Second, regarding the interpretation of “anti-involution,” Chen Jinwei believes it is better understood from the demand-side policy perspective. Some investors, when analyzing “anti-involution,” see supply and demand as completely separate issues. They are accustomed to defining “anti-involution” as a supply-side policy and emphasize the need for demand-side policies to see results. However, this is not always the case. For example, when studying micro-level issues, each industry discusses stories of demand de-urbanization, with the proportion of real estate infrastructure decreasing in demand, while export manufacturing’s share increases. But when analyzing macro issues, there is an expectation for strong domestic demand stimulation policies. Recognizing that many industries are increasingly driven by external demand and that in some sectors, pricing power is approaching monopoly status, reduces the obsession with demand stimulation. In the past, efforts have been made to gain pricing power in many industries. “Anti-involution” is about realizing this pricing power and transferring overseas consumer dividends to shareholder returns, employee wages, and supplier profits through the “anti-involution” approach. This is the most direct and sustained demand-stimulating policy.
The second sector Chen Jinwei favors is consumer and pharmaceutical industries with strong domestic demand attributes. These sectors have performed poorly over the past five years but may have significant space and expectation gaps in the next five years. Domestic demand-driven consumption and healthcare can also be seen as representatives of consumption.
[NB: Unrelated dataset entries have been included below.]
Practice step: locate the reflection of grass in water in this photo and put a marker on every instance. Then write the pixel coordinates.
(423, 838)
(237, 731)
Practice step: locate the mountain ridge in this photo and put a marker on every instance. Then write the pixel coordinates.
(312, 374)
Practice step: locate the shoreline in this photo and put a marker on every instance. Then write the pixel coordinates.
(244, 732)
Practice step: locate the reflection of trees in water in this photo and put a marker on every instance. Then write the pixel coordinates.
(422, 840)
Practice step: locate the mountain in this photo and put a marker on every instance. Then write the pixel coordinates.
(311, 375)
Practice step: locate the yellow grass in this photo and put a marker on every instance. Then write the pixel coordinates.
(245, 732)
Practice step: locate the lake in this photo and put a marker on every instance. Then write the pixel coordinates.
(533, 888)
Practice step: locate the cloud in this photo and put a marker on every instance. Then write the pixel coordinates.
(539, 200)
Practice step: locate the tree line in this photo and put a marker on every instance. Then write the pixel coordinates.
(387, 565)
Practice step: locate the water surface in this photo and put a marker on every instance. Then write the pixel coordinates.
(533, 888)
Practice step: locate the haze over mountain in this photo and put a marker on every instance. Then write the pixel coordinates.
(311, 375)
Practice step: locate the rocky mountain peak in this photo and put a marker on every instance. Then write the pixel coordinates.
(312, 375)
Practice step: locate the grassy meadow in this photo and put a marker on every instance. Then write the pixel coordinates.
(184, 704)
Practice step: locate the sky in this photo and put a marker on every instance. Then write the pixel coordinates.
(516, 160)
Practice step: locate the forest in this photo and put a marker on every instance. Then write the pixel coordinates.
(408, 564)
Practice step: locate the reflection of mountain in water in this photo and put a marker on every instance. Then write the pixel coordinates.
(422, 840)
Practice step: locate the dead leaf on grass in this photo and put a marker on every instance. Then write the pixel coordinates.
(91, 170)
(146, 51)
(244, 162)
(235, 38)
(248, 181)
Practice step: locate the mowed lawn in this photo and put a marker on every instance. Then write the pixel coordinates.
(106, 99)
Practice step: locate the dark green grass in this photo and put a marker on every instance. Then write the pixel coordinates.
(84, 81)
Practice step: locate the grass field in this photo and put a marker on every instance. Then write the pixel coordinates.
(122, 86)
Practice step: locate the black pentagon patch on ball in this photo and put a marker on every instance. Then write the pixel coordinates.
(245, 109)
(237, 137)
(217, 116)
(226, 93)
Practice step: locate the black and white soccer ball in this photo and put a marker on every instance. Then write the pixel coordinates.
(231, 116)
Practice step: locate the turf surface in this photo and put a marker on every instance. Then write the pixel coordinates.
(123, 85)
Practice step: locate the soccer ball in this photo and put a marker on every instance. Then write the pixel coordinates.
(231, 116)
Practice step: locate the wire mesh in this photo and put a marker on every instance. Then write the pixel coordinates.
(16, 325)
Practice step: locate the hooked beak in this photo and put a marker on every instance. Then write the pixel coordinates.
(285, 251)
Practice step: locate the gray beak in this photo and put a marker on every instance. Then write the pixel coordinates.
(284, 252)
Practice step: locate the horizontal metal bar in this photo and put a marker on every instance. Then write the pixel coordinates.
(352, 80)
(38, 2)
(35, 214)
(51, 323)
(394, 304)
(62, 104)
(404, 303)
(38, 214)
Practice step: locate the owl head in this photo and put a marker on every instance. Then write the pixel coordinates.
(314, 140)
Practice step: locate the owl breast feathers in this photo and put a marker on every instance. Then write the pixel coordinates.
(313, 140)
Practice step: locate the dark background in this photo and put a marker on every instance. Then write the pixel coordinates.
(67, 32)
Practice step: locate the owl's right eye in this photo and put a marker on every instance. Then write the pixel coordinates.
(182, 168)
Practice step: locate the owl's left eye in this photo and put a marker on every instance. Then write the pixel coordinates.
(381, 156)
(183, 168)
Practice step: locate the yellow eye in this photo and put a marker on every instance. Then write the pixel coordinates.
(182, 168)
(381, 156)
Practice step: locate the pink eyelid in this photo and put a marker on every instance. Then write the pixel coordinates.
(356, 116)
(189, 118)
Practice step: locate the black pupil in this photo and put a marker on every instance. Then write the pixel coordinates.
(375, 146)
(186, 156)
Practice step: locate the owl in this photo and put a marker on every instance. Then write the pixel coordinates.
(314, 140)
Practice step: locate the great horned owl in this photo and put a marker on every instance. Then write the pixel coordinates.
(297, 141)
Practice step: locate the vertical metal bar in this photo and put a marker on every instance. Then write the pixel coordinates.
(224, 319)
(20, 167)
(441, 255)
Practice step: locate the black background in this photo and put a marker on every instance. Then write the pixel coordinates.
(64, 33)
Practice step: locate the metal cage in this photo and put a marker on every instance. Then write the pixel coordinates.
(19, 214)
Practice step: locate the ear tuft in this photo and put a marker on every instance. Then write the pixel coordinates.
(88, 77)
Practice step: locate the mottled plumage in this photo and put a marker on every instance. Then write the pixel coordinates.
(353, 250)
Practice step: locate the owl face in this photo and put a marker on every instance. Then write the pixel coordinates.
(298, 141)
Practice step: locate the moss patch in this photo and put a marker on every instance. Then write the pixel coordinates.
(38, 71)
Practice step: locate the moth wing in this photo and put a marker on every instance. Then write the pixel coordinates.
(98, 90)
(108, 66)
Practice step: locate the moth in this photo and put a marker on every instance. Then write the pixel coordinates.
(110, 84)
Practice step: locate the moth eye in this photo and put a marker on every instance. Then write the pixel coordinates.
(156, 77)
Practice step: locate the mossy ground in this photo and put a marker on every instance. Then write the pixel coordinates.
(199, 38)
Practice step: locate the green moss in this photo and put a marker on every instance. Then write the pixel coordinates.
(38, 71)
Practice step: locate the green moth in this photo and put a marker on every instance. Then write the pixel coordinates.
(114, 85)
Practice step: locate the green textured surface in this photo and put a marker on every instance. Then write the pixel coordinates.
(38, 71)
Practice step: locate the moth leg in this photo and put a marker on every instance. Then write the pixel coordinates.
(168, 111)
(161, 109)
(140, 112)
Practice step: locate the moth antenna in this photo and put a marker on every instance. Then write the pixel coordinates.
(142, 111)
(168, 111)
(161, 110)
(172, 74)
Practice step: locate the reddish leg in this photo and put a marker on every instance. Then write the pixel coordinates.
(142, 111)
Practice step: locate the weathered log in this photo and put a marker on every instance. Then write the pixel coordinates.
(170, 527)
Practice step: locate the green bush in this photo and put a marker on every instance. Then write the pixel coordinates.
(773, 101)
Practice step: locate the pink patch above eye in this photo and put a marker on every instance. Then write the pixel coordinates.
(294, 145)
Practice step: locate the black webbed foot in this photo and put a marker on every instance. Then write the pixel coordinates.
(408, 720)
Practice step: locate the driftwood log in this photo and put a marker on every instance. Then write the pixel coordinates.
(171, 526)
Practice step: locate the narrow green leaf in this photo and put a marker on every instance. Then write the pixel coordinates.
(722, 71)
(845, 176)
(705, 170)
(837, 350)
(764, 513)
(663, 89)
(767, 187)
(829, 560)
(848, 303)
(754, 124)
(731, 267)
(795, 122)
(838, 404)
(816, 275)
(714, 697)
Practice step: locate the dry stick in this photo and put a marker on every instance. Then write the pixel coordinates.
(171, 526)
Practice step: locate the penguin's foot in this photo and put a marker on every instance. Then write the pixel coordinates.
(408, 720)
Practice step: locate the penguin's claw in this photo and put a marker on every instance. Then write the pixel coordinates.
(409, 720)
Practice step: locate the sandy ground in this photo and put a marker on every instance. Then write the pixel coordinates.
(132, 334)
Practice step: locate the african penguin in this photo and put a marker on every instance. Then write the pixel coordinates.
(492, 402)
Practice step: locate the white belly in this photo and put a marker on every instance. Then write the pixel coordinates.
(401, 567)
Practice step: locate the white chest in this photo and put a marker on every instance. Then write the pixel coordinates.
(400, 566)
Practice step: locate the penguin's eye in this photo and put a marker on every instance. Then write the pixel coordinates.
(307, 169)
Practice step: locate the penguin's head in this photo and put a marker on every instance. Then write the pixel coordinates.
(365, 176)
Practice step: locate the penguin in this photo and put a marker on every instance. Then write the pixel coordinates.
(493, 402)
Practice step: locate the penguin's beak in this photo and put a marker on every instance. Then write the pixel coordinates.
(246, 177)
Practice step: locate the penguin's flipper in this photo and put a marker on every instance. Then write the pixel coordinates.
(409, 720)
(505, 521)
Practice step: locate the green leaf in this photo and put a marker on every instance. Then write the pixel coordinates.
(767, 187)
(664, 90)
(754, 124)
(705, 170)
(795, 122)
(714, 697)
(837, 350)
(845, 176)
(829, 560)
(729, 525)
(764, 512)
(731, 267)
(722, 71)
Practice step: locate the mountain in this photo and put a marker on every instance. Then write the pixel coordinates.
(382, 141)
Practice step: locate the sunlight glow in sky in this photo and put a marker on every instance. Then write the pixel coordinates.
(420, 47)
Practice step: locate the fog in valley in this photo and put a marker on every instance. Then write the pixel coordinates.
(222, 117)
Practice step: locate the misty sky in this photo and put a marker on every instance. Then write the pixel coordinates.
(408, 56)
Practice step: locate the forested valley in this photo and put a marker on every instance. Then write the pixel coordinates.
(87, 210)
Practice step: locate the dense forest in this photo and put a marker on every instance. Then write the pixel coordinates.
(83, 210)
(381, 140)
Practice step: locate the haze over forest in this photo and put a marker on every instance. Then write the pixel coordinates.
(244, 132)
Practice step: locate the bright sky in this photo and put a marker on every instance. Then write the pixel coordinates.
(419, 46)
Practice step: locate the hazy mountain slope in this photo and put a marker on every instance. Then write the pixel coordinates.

He believes the recovery path for domestic demand is already quite clear, with an inflection point just around the corner.
First, consumption does not equal the spending of 1.4 billion people, as individual differences are huge. Some investors emphasize that income expectations have not improved and housing prices continue to fall, leading to a long-term bearish view on consumption. However, Chen Jinwei holds a different opinion. He believes that the recovery of consumption requires improved income expectations, which is undeniable. But he emphasizes that changes in income are not synchronized across all 1.4 billion people and should not be generalized based on personal experience. The most severely affected groups during the recent consumption downturn are precisely those who benefited most from the previous consumption boom. Their expectations are gradually bottoming out, while other groups have maintained relatively stable expectations with some structural highlights. In the future, with the corporate profit recovery driven by the “anti-involution” trend, overall societal income will reach an inflection point.
Second, Chen Jinwei believes that opportunities in consumption may come from a new wave of companies, especially in mass-market goods. He favors consumption driven by income redistribution, thus preferring mass-market consumption.